Terrorists are back in Kosovo and they are preparing attacks
It states that according to what is known to authorities in Pristina, since 2012, 348 adults had gone from Kosovo to Syria to join Islamic State.
The newspaper says that “many have died there, but many have returned,” and that “in the absence of a coherent program of de-radicalization, (Islamist) prisoners get out of jail and remain loyal to Islamic State.”
Among those who are now free is Fitim Lladrovci, who, as a 24-year-old, watched a Syrian man get tied up to a stake and blown up with a missile launcher. It is alleged that the killer was Lavdrim Muhaxheri, “a notorious Kosovo Albanian who was flagged as an international terrorist threat before he was killed with a drone.”
The Times writes that Kosovo Albanians have also participated in several recent terrorist attacks and that “six Kosovo Albanians, men and women, were arrested in June last year in Kosovo and in Germany for participating in two conspiracies targeting NATO troops in Kosovo and civilians in Belgium and France,” and recalls that “a month earlier eight people were arrested in Kosovo over a plot aimed at killing Israeli footballers.”
The paper estimates that the case of Fitim Lladrovci, a Kosovo Albanian who has twice fought for Islamic State in Syria, and then returned to his home where he continues to preach radical ideology, shows that the Pristina authorities cannot curb the problem of terrorism.
The author of the article, Anthony Loyd, describes Lladrovci’s case:
“Four years have passed since a young Islamic State fighter from Kosovo witnessed one of the organization’s most abhorrent killings. Fitim Lladrovci was 24 when he saw a Syrian tied to a stake and blown up with a rocket-propelled grenade,” Loyd writes.
“It was certainly not the worst thing I saw among many executions, beheadings and burnings. Even kids got used to seeing such things,” Lladrovci is quoted as saying – “reflecting in Pristina, capital of Kosovo, on his continued loyalty to ISIS.”
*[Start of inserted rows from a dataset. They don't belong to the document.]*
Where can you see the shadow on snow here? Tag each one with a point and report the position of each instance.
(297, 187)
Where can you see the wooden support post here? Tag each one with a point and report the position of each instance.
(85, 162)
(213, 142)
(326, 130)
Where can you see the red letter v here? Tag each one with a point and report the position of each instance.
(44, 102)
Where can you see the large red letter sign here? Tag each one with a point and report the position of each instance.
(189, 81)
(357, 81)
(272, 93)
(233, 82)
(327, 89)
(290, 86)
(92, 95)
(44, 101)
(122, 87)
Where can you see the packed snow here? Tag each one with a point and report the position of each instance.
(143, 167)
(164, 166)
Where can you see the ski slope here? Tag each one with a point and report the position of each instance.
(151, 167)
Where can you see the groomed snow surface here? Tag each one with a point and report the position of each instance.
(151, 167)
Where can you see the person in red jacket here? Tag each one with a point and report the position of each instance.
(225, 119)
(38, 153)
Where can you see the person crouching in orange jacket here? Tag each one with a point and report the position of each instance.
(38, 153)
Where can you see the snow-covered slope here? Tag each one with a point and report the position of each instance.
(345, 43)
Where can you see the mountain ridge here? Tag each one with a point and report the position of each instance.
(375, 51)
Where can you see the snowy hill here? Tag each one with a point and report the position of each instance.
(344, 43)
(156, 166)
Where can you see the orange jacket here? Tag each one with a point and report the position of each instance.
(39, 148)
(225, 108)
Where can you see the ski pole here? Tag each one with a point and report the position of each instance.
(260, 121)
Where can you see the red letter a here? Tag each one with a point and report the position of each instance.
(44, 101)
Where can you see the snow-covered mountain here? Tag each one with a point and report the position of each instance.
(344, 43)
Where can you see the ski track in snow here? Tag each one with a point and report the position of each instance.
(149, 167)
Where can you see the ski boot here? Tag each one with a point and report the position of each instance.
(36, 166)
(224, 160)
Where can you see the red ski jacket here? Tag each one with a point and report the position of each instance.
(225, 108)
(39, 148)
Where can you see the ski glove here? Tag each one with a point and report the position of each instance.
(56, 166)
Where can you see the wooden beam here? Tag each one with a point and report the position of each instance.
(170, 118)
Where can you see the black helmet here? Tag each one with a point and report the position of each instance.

Lladrovci was not put on trial after his first trip to Aleppo 2013, where he was part of the al-Nusra Front: he was questioned for 11 hours and then released. Only after the second departure to the battlefield in 2015 – where he served in the Albanian unit of Islamic State executioner Lavdrim Muhaxheri – was he sentenced to prison. However, that did not come even close to solving the problem of his activities.
“The caliphate is not finished,” Lladrovci said this week, four months after his release. “I want to create an Islamic state in Kosovo and I will be happy to die for it,” the Times quoted the jihadist as saying.
Prosecutor Fikri Krasniqi, meanwhile, told the British outlet says that the Kosovo authorities have no problem convicting terrorists, but struggle with de-radicalization – removing the consequences of the indoctrination the jihadis went through in Syria and in the training camps. The de-radicalization program is not obligatory, and most terrorists are irreparable anyway, said the prosecutor.
Kosovo judges often find it difficult to pass judgments against members of ISIS because of the lack of evidence from Syria, and they mostly give short sentences, regardless of the gravity of the crime. In addition, the insufficiently strict system of probation leaves many terrorists free to continue with the spread of extreme ideology.
According to some security assessments, “the number of Kosovo jihadists is equal to the total number of extremists from all other Balkan countries put together.” In addition, the Albanian unit is “the only one from the Balkans that exists independently within ISIS, which shows that the number of fighters from the ranks of Albanians is quite large.”